How the difference in tax treatment of above mentioned gains/losses impacts tax payable by the assessee is illustrated via an example below:
Example: Suppose a trader, who deals in shares, has sold some listed shares and earned a business income of Rs 40 lakhs. Out of this income of Rs 40 lakhs, Rs 30 lakhs was earned from sale of those shares which were held for more than 12 months and rest Rs 10 lakhs from those held for a shorter duration.
This would result in a tax liability of Rs 10,55,750 (Taxes @ individual slab rates)
Now, with the help of the new circular, the assessee can consider the income of Rs 30 lakhs arising from sale of shares held for more than 12 months as Capital gains.
Consequently, only Rs 10 lakhs will be taxed at slab rates resulting in a tax liability of Rs 128750 (LTCG being exempted u/s 10(38) of the ITA)
This results in the assessee reducing his tax liability by Rs 927000 i.e. 88% (approx).
About the circular
The Central Board of Direct Taxes (CBDT) issued circular No. 6/2016 on 29.2.2016 setting down certain guidelines to be followed by income tax officers in deciding whether profit/loss from sale of listed shares/securities would be treated as capital gains or business income. Several circulars and instructions have been issued previously regarding this matter however, this time the board has given the tax payer the option to decide the nature of his income arising on account of sale of listed shares/securities. The basic idea of issuing the circular is to halt the increasing litigation in this regard.
However, it needs to be clarified that while a tax-payer can decide about the nature of this income for a particular financial year, he will not be able to change the view taken in subsequent years at will unless there is a significant change in the facts and circumstances of his transactions. This means that the tax payer will have to take a one-time decision as to how the income should be treated and that treatment would be applied in subsequent years as well.
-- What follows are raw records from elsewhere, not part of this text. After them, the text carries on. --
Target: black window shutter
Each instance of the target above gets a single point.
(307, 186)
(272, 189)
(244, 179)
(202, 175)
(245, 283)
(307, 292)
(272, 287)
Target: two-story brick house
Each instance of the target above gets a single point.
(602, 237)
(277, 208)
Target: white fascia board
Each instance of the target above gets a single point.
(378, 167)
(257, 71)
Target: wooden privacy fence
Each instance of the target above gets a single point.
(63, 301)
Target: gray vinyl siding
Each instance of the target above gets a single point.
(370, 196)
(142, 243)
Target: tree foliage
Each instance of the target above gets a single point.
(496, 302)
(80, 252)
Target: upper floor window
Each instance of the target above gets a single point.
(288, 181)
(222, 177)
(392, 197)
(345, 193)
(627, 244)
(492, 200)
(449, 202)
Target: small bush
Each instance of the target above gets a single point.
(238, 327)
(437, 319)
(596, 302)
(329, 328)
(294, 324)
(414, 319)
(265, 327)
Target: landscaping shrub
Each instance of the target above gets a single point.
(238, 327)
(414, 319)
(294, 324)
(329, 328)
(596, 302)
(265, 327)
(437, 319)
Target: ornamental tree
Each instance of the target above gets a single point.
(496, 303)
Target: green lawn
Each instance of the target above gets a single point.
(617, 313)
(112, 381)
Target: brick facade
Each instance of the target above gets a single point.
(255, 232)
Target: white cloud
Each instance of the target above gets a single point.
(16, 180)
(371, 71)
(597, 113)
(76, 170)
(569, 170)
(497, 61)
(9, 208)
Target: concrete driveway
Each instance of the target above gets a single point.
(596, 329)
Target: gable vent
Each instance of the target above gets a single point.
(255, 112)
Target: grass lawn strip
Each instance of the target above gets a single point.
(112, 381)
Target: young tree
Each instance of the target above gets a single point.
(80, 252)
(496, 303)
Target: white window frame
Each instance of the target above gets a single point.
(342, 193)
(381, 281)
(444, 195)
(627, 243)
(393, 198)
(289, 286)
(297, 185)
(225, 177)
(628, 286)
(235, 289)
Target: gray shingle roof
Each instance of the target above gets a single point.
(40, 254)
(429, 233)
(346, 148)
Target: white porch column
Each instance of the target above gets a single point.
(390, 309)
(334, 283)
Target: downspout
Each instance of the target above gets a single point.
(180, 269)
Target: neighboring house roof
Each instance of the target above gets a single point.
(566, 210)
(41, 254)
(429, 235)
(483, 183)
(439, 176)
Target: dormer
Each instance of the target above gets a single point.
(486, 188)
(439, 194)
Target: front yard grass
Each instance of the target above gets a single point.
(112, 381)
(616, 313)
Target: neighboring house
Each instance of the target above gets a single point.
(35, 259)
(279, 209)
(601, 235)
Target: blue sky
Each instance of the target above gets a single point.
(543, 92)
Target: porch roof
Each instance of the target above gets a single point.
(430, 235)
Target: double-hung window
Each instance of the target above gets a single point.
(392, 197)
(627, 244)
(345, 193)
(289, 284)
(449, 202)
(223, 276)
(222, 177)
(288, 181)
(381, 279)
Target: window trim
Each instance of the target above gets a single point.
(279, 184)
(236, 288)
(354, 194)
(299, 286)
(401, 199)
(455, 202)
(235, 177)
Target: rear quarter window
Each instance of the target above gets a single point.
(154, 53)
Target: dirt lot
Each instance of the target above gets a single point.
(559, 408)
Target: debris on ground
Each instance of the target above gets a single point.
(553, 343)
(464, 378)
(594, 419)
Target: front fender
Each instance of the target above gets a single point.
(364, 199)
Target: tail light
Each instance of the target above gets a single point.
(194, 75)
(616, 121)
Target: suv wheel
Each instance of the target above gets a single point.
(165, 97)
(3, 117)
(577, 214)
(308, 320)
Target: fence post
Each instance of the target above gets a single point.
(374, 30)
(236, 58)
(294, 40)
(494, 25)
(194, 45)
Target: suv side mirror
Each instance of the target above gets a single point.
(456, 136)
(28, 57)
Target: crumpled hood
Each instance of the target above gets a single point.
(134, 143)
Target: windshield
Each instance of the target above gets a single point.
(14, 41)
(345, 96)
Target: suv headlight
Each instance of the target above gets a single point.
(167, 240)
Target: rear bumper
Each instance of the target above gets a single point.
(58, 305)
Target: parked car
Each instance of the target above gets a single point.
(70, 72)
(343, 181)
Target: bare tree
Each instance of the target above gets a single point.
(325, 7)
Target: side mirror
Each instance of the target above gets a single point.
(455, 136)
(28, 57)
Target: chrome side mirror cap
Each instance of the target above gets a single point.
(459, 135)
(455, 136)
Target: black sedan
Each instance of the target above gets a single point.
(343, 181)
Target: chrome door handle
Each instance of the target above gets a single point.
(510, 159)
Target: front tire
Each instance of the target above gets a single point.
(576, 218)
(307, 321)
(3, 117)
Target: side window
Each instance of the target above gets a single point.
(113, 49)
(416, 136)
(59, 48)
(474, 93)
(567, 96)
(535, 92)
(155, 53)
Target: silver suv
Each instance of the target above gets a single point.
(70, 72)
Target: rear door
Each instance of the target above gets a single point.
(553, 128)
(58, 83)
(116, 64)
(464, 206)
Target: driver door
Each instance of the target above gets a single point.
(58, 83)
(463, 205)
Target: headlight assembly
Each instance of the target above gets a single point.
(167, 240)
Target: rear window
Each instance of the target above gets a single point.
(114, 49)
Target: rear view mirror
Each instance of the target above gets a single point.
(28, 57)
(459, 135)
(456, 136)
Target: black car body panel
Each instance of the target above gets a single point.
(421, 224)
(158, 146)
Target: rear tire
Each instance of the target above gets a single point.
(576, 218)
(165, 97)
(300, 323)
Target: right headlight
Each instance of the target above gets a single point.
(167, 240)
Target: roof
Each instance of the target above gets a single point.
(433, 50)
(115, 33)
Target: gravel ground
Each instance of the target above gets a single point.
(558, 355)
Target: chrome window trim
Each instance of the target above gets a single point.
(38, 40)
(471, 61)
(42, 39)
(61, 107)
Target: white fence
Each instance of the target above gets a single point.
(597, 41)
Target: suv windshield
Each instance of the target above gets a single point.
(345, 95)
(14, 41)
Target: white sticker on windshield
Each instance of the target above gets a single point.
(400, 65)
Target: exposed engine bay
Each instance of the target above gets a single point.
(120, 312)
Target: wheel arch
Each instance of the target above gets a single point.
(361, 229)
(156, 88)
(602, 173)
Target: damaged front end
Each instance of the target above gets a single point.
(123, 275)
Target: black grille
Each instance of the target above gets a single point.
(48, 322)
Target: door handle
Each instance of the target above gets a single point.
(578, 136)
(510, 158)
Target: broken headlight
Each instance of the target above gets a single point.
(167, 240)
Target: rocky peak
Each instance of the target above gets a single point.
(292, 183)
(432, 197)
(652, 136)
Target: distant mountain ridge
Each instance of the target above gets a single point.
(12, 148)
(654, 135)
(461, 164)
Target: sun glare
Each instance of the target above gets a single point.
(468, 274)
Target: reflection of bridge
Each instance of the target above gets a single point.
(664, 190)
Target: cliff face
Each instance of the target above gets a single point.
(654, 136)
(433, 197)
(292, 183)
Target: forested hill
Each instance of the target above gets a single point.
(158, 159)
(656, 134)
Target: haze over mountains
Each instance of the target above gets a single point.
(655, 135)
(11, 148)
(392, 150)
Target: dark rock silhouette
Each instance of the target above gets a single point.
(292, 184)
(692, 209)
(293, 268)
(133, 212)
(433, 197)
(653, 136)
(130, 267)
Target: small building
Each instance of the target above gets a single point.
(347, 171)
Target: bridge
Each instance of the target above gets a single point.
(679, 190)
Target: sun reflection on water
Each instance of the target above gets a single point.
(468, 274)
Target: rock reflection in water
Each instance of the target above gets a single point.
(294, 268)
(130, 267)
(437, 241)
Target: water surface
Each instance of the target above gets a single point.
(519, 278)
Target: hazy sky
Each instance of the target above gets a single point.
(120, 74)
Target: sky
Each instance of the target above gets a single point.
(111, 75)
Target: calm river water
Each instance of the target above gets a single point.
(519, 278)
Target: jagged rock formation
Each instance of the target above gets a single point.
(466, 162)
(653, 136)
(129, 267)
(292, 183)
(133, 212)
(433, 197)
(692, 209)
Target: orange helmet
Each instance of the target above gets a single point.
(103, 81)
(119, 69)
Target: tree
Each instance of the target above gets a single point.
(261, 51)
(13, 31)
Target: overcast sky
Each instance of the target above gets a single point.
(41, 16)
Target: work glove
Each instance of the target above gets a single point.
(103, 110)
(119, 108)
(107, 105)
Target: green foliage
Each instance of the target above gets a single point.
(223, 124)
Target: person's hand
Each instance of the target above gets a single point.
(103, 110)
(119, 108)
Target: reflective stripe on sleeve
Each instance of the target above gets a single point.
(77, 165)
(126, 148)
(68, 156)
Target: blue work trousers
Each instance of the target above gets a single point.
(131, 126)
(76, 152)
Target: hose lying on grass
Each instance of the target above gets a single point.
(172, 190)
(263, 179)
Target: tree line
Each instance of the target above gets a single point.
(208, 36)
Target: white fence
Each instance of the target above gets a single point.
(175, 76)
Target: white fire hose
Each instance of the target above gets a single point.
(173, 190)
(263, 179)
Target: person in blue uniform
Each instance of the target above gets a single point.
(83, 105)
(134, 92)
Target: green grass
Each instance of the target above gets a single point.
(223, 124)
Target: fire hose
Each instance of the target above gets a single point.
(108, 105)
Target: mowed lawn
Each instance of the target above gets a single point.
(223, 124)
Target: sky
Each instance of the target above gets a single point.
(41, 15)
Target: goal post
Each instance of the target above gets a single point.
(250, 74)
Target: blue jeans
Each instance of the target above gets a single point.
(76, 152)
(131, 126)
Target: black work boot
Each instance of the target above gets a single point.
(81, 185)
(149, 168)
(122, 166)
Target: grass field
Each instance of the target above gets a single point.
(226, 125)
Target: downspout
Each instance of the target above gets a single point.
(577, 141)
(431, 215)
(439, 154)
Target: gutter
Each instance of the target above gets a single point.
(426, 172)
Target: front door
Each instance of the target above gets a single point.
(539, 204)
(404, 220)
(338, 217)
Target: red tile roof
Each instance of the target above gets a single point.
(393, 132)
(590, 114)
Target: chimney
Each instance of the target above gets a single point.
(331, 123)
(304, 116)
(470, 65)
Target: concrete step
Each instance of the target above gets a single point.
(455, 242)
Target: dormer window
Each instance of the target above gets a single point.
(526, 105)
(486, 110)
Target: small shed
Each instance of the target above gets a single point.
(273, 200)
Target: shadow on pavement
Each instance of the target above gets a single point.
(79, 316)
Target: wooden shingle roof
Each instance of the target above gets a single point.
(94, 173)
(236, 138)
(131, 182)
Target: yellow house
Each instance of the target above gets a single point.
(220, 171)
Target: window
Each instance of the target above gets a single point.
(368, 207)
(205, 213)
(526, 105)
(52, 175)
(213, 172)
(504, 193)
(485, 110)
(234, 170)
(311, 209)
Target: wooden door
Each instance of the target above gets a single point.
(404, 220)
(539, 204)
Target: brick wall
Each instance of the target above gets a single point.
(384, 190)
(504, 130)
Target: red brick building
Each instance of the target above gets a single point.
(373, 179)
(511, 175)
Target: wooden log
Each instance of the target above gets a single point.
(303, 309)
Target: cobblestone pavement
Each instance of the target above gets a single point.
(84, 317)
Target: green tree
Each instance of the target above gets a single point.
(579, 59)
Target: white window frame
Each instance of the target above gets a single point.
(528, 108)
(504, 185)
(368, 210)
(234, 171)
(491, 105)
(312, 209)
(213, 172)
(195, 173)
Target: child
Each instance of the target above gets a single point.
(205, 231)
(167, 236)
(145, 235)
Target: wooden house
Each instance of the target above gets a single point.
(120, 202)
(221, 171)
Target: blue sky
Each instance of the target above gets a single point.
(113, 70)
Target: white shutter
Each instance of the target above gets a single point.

Impact of circular on tax treatment of income:
As per the recent circular:
1. In case of listed securities: if the assessee wants to treat his securities as Stock in trade giving rise to Business income (or loss), then Assessing Officers (A.O) should accept this without dispute.
2. In case of listed shares held for more than 12 months: if the assessee wants to treat the securities as Capital assets giving rise to Capital gains (or loss), then again the A.O. is bound to agree with the claim made by the assessee. Here, once the assessee treats the income as capital gain in one assessment year, the same cannot be treated as business income in subsequent years.
3. In all other cases, the principles laid down in instructions, circulars issued earlier would continue to apply.
The principles that have emerged out of previous instructions, Circulars and Landmark Judgments on the matter are summarized as under:
In deciding whether shares/securities are Capital assets or Stock in trade, the following Points are to be considered:
1. The treatment which assessee has given in his books of account, i.e., whether shown as investment or as stock in trade.
2. The existence of power to purchase and sell shares in MOA is not decisive factor that it is stock in trade.
3. Quantum of purchase and sale.
4. Ratio between purchase and sale.
5. Holding Period.
6. Intention of the assessee (whether to resale at profit, or to earn long term appreciation and dividend income)
7. Method of Valuation.
8. It is possible for the assessee to maintain 2 separate portfolios. An investment portfolio comprising of shares held as capital asset and Trading portfolio comprising of shares held as stock in trade.